County Court also properly denied defendant's motion to suppress the statement that he made to law enforcement while being patted down.  Although defendant was handcuffed, in custody and had not been advised of his Miranda rights when he was asked by Haven whether the handgun that was retrieved from his back pocket was loaded, said inquiry was not made to elicit an incriminating response, but was made for the purpose of alleviating the inherent risk of securing a potentially loaded weapon and protecting the safety of defendant, responding officers and those other individuals present during the execution of the warrant (see New York v. Quarles, 467 U.S. 649, 655–657, 104 S.Ct. 2626, 81 L.Ed.2d 550 [1984];  People v. Reyes, 62 A.D.3d 570, 570–571, 881 N.Y.S.2d 36 [2009], lv denied 13 N.Y.3d 748, 886 N.Y.S.2d 102, 914 N.E.2d 1020 [2009];  People v.

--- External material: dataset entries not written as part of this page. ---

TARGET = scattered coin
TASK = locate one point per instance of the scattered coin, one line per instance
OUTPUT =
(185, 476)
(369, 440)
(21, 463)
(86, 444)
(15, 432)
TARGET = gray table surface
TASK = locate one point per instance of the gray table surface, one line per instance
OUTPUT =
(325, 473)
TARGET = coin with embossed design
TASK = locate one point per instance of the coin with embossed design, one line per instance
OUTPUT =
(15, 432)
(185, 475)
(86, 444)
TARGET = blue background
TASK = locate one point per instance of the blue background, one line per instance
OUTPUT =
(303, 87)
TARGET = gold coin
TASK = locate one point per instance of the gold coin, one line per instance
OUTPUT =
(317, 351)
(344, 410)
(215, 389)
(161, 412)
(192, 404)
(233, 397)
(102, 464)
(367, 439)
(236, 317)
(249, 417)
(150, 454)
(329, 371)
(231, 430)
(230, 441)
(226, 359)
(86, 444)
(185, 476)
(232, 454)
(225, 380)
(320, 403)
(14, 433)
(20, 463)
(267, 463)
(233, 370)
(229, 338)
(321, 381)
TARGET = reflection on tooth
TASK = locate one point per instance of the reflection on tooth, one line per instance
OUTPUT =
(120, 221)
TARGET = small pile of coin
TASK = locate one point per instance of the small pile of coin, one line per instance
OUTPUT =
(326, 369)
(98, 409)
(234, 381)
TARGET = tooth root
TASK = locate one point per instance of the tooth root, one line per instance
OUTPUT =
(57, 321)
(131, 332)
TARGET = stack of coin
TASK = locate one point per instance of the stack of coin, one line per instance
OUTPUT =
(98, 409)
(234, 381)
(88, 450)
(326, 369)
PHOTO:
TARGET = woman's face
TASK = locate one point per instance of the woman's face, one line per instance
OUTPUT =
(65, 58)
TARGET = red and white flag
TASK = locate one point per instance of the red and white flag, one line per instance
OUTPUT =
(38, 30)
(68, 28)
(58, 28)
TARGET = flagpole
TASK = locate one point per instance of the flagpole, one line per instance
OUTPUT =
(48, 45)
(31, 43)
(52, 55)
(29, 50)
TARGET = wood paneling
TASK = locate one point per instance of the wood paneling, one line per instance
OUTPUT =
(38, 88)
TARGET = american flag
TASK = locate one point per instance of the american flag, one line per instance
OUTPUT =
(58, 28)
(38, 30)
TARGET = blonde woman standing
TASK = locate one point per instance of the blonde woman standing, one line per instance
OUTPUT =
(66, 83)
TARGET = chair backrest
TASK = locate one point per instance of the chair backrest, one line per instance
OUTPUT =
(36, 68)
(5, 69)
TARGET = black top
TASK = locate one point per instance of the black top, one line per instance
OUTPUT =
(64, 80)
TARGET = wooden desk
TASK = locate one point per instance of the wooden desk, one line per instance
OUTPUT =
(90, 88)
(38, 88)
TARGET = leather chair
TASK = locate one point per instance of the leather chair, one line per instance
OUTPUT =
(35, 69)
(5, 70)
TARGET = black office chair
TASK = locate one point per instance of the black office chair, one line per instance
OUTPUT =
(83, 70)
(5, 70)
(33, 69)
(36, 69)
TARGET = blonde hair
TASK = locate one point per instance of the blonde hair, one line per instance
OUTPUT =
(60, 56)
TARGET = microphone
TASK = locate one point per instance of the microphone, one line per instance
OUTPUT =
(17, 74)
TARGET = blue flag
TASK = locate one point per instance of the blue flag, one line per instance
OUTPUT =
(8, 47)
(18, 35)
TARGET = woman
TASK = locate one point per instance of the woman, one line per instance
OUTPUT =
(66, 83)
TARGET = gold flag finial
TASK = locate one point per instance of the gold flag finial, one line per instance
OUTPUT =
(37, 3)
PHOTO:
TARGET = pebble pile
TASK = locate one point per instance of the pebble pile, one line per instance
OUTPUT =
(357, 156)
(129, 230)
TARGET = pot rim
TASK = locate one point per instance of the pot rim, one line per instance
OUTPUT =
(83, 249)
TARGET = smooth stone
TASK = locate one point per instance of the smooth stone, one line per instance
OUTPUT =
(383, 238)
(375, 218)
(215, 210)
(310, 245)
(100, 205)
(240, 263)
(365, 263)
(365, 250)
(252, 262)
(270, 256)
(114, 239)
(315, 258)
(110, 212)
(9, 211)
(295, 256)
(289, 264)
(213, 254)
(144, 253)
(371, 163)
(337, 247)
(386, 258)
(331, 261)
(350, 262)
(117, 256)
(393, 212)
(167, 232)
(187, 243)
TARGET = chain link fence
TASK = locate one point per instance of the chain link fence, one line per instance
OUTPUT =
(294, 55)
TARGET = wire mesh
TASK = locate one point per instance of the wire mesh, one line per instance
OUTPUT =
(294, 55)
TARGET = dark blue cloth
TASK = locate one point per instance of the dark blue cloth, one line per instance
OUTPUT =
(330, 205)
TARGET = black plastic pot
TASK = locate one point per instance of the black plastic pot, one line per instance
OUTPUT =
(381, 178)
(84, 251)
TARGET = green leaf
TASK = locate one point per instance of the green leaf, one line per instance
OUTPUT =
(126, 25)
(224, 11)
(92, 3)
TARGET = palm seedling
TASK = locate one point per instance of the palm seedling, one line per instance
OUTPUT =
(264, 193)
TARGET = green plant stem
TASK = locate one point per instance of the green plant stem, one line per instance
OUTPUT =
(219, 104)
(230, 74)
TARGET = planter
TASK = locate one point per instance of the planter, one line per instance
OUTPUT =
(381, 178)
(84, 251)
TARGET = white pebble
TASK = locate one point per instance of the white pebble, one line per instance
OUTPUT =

Leach, 6 A.D.3d 238, 238, 774 N.Y.S.2d 335 [2004], lv denied 3 N.Y.3d 643, 782 N.Y.S.2d 414, 816 N.E.2d 204 [2004]).  Accordingly, Haven's question fell squarely within the public safety exception to the Miranda requirement and, therefore, suppression of defendant's statement was appropriately denied (see People v. Lubrano, 117 A.D.3d 1239, 1240–1241, 985 N.Y.S.2d 754 [2014], lv denied 25 N.Y.3d 990, 10 N.Y.S.3d 533, 32 N.E.3d 970 [2015]).

ORDERED that the judgment is affirmed.

FOOTNOTES

1.   The warrant authorized the search of both Hawley and her apartment based upon probable cause that she was selling cocaine.

2.   This is particularly so where, as here, the officers immediately observed what appeared to be a handgun sticking out of defendant's rear pocket (see People v. Smith, 164 A.D.2d at 458, 564 N.Y.S.2d 787).

Egan Jr., J.

Garry, P.J., Clark, Pritzker and Reynolds Fitzgerald, JJ., concur.